Nancy Amling’s Taken and Kelley Farmer sit third just 6 points off the lead, and 2010 winners Castle Rock, owned by Bryan Baldwin, and Louise Serio looked spot on to lay fourth. Farmer also lays fifth aboard Red Sky.
A quick but strong rainstorm interrupted the class just as Stewart was about to warm up.
“I had to get on when it had just finished pouring rain,” he said. “When I jumped my first couple of jumps it was still raining, and he was shaking his head all over the place. Fortunately it stopped before I had to go.”
Watch Dedication’s round below.
(Videos of the top 12 classic rounds follow the story.)
Dedication, owned by Fashion Farm, advanced to Round 2 of this class last year. His fantastic 2011 season included grand hunter titles at the Pennsylvania National and the Alltech National (Ky.), the U.S. Equestrian Federation first year green Horse of the Year award, and the Chronicle of the Horse Hunter Horse of the Year honors. He’s shown lightly through the circuit in anticipation of this class.
“The size of the jumps really doesn’t matter to him,” said Stewart. “He can be a little playful, and when it started to rain, he was out here and being a little wild since he doesn’t like anything touching him.”
That willingness to jump the bigger fences meant that Dedication picked up 4 bonus points, as well as the class high score of 92 from judges Danny Robertshaw and Jim Clapperton, and a mark of 91 from Bob Crandall and Kitty Barker, to top the field of 54.
A Good Looking Track
All week, the ring crew, led by course builder Bobby Murphy, has been re-decorating the Eugene R. Mische Ring. They built a stone wall around much of the perimeter of the ring, adding in a gazebo at one end. Murals depicting horse country covered one wall.
The track included a two-stride in-and-out option and a combination down one side, but otherwise had plenty of single fences, but only two oxers. The track included a plank on flat cups designed to look like a fence line, with a “grass liverpool” underneath. The course was lushly decorated with straw and greenery and included a few sponsor fences as well. Those sponsor fences included the last fence: a green wall set at two heights with an Adequan topiary horse head stretching up to 4’6” on the high side. Despite all the decorations, it seemed a fairly inviting track.

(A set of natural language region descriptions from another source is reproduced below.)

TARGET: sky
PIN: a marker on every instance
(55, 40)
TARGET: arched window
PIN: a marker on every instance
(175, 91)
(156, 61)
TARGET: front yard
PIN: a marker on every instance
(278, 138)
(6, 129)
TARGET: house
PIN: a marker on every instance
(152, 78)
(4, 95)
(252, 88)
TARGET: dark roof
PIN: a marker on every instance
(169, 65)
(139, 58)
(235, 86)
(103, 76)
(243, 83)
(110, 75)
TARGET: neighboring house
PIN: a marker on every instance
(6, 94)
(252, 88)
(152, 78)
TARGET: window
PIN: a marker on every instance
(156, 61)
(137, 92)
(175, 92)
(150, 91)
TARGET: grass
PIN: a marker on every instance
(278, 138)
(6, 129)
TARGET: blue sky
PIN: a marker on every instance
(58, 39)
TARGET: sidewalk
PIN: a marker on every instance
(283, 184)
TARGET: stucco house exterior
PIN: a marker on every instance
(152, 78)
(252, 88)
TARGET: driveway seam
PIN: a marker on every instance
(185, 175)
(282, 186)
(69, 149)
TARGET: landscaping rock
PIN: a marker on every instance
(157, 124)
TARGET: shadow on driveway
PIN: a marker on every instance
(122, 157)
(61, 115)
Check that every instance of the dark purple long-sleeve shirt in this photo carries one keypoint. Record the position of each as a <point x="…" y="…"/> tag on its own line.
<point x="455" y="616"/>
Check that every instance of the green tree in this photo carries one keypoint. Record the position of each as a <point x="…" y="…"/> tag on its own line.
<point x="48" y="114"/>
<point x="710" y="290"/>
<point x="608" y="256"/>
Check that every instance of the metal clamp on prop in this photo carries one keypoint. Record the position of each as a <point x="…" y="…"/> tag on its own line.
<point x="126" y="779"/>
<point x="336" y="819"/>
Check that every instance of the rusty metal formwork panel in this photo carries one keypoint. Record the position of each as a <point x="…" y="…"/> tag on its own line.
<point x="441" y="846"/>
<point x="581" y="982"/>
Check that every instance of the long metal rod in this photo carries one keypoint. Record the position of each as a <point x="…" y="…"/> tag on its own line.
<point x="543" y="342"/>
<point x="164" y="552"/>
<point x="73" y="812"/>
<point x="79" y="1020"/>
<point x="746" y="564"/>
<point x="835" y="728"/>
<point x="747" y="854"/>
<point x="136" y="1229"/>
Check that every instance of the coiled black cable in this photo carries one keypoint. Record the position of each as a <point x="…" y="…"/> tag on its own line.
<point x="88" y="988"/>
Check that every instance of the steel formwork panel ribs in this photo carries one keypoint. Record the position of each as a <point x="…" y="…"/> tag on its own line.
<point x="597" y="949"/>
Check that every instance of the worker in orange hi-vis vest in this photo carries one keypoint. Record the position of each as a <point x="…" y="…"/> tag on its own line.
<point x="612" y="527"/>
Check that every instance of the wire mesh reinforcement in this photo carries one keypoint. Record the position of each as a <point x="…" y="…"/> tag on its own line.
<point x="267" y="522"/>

“There was a lot to look at other than the jumps,” said Stewart, Flemington, N.J. “It looks good, and I hope they keep the stone walls because they really look great. Mine jumped everything really well, and the jumps were different enough to give them something to focus on.
“I thought Bobby actually went a little easy on us,” he continued. “In the past it’s been quite a bit harder; even last year and the year before the first round looked a little bit harder. We walked like it was going to be simple but thought it wasn’t going to be.”
A few fences came down occasionally, and Condonas took a tumble coming out of an in-and-out four fences in. He and Lacey Gilbertson walked off the course. But overall the track proved quite inviting.
Tomorrow’s Another Day
In previous years the second round of the derby has been held in the International Ring at night, but this year the top 25 riders will cross the street and head to the field at the Palm Beach International Equestrian Center’s Stadium. The giant grass field, which is home to occasional jumper classes, has never hosted a hunter class. There are natural obstacles built in (a grob, double-liverpool, open water, bank and massive hill for starters), but it’s not clear which, if any of these, will be included in tomorrow’s course.
Riders seemed a touch nervous at the change—after all it’s a brand new venue for their mounts, and very few derbies are run on actual derby fields (the Chicago edition being a noteable exception).
But it’s not a surprise for any of the riders. Stewart has been schooling at his farm and practicing banks and other natural obstacles, and other contenders have certainly been following suit.